● These new risks have prompted a need for innovative technologies that can distinguish between truth and falsehood and improve the precision of investigators attempting to detect disinformation campaigns.
● Cutting-edge analysis tools powered by machine learning and neural networks have the capacity to detect content generated by artificial intelligence.
“Decoding of information is benefiting more and more from technological advances.”
Hot on the heels of deep fake video that gives the illusion of real footage, artificial intelligence has now brought us audio tools that can convincingly imitate individual human voices when trained with a few soundbites. Entire telephone conversations and radio messages can be faked adding to the already formidable arsenal at the disposal of the creators of fake news, and disinformation campaigns that are often perceived as genuine on social networks. When they are viewed by large numbers of Internet users, fake news and disinformation can generate very real social tension, influence voter preferences and do real damage to corporate and personal reputations. According to a recent report by the American think tank, Brookings, deep fakes now represent a significant geopolitical risk in as much as they can utilized in military and subversive intelligence operations. Worse still, the researchers who authored this report warn of the ease and rapidity with which these deep fakes can now be produced.
Algorithms will soon produce content that is indistinguishable from that produced by humans
The AI arms race
A technological arms race is now underway between the creators of fake news and the developers of systems that can detect and flag mendacious content to audiences that may be exposed to it. New tools based on advanced language models like Chat GPT-3, or applications like FaceSwap and DeepFaceLab, have raised many questions. According to the World Economic Forum, “algorithms will soon produce content that is indistinguishable from that produced by humans”. For Georgetown University researcher, Josh A. Goldstein, there is also a risk that artificial intelligence will be used to produce fake content that is tailormade for individual Internet users, which could, for example, take into account data sourced from their social networks, making it all the more believable. Artificial intelligence also has the capacity to cut the cost of producing fake news, which could pave the way for disinformation on a massive scale.
In Madrid, the media company Newtral has gone as far as deploying its own AI language model, christened ClaimHunter, which has been trained to analyse and fact-check political speeches (especially with regard to data and figures) pronounced by candidates; an effort that has proved successful. Newtral is now working with the London School of Economics and the TV channel ABC Australia to develop a further version of its tool to distinguish falsehood from truth in political discourse.
The need to improve fact-checking
‘The race between fact-checkers and those they are checking on is an unequal one”, points out Tim Gordon in “Wired”, the co-founder of the Best Practice AI consultancy. For Gordon, the generative capacity of AI will make fact-checking, often undertaken by small organisations, well-nigh impossible. At the same time, however, the decoding of information has also come on apace with technology. Since 2018, researchers from the Computer Science and Artificial Intelligence Lab (Massachusetts Institute of Technology) and the Qatar Computing Research Institute thus claim that the best approach against fake news is to look at the actual sources rather than isolated news items. They have developed a machine-learning-based system to detect if a source is pertinent or biased.
In France also solutions are emerging to attempt to contain the fake news problem. Within the frame of the Content Check project started in 2016, four research laboratories and media such as Le Monde are working together to develop software aimed at journalists in order to check facts.
Ioana Manolescu, a computer science researcher at the French National Institute for Research in Digital Science and Technology (Inria), is one of the pioneers of Content Check. “My starting point was the observation that with the development of open data, everyone has access to a lot of information, the researcher confides to Farid Gueham, of the Fondation pour l’Innovation Politique. But this information is widely spread and not always easy to access: it is very complicated to link it all together.”
The team is working for example on software that improves the accessibility of Insee (The French National Institute of Statistics and Economic Studies) data. A crawler (an indexing robot) analyses the website, the data is then extracted thanks to an API and is consolidated in a database by an algorithm that identifies the type of each cell. The software makes it possible to answer a journalist’s research query by returning a value and a link to the original table.

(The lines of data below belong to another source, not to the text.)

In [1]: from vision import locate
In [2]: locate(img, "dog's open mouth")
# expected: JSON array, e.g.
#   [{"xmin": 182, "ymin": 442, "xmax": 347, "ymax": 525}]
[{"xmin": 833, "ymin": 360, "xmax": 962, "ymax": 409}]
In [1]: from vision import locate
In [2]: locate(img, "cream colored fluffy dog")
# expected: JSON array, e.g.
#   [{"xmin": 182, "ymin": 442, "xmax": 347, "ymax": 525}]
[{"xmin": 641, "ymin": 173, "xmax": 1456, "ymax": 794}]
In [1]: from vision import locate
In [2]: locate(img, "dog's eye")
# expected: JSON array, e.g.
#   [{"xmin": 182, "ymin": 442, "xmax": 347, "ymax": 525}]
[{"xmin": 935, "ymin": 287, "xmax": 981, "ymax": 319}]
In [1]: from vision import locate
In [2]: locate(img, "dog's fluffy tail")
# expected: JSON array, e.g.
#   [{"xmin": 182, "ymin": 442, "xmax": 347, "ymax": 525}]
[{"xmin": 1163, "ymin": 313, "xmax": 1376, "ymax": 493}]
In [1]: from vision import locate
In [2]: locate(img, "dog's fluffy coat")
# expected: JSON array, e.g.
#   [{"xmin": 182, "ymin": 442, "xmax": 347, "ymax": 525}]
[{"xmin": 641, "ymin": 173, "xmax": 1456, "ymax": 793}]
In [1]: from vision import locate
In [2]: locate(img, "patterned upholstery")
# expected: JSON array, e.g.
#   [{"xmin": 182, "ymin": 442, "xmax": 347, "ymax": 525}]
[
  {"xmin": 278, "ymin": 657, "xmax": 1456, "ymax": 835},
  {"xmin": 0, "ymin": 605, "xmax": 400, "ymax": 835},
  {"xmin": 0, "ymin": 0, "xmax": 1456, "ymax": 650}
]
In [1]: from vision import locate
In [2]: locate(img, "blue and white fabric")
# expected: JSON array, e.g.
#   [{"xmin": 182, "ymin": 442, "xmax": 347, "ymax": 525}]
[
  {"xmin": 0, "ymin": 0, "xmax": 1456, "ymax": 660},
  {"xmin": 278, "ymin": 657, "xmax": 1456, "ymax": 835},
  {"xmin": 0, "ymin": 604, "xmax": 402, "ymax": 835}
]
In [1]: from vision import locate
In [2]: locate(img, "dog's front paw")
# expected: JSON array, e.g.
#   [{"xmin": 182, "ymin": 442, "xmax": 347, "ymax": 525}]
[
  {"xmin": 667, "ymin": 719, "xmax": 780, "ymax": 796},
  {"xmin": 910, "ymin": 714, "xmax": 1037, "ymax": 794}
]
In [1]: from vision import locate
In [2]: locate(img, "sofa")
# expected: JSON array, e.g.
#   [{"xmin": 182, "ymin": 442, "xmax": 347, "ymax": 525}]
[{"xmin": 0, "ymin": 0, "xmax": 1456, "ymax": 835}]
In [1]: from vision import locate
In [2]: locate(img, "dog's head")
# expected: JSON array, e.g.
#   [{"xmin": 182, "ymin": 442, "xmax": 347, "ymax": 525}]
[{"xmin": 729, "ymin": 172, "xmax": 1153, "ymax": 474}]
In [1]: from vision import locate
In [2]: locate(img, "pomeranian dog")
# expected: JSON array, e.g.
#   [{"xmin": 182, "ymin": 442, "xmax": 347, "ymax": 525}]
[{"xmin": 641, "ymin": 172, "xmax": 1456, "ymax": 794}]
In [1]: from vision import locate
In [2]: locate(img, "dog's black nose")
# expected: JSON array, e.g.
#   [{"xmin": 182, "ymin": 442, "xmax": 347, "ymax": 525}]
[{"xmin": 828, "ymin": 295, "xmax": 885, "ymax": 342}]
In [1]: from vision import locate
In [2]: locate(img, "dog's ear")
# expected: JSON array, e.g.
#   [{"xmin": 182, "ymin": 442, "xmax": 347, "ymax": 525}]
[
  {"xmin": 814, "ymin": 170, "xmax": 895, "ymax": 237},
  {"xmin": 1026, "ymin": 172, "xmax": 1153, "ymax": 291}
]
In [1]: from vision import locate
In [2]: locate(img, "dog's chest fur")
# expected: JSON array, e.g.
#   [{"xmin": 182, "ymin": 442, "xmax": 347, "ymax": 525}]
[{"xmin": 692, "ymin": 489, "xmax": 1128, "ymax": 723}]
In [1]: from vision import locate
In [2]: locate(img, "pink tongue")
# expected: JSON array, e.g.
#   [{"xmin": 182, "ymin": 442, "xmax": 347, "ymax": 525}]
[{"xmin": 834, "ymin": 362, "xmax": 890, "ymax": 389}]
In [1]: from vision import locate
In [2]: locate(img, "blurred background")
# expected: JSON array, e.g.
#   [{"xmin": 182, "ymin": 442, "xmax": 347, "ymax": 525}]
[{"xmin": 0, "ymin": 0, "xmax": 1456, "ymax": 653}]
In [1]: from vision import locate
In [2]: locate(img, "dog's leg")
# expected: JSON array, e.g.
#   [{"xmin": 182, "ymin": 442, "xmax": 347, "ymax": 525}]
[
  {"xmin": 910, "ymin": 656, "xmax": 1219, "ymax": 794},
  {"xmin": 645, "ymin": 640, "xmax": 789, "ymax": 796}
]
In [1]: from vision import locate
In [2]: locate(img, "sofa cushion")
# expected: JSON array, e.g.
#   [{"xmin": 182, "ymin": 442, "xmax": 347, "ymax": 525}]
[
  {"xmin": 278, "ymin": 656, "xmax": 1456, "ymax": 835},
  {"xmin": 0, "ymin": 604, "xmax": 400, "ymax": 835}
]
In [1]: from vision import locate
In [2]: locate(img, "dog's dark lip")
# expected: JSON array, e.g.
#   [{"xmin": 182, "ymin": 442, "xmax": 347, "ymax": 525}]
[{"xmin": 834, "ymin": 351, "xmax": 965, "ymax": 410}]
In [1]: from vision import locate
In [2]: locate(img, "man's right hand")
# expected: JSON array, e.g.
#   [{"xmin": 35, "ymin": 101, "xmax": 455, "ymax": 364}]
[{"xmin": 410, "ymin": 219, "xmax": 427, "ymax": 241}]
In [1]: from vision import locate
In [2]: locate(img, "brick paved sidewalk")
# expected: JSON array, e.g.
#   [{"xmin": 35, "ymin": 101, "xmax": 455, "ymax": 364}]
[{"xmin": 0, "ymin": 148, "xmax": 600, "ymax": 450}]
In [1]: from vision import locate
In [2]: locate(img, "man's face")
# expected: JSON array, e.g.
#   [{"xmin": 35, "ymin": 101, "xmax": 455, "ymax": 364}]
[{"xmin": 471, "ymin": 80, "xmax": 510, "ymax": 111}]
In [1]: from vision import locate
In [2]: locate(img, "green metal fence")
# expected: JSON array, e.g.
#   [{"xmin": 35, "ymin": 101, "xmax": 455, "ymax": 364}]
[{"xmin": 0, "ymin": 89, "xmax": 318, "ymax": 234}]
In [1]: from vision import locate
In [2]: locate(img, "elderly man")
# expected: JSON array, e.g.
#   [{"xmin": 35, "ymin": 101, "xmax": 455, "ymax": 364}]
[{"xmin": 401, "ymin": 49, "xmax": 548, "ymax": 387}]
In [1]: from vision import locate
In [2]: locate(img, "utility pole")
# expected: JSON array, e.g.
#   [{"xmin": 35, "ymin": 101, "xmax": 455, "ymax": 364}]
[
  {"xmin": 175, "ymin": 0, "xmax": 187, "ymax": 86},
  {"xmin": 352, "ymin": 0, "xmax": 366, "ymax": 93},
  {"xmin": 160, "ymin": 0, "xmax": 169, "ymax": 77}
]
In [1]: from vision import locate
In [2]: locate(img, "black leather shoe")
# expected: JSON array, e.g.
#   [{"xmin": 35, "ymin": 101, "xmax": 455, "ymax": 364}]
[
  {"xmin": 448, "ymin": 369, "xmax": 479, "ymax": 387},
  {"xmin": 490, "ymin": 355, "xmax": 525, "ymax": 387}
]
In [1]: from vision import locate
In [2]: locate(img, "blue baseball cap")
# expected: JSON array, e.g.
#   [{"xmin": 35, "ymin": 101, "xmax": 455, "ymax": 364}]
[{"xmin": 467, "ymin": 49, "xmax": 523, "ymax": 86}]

Artificial intelligence and neural networks
At the Institut de recherche en informatique et systèmes aléatoires (Research institute of computer science and random systems), Vincent Claveau, French National centre for scientific research (CNRS) research fellow specialising in natural language processing, is concentrating on fake videos that are circulating on social networks.
Often modified and compressed several times, the content is analysed so as to detect if there are similar images on the web. “A neural network is trained to identify them, by comparing vector representations”, the researcher confides to Industrie & Technologies magazine. Calculation of the difference between the two images then makes it possible to highlight modified areas and to identify the changes made.
His team is also starting to work on image decontextualisation, analysing the characteristics of images and their associated text, again thanks to deep learning. The arms race continues more than ever.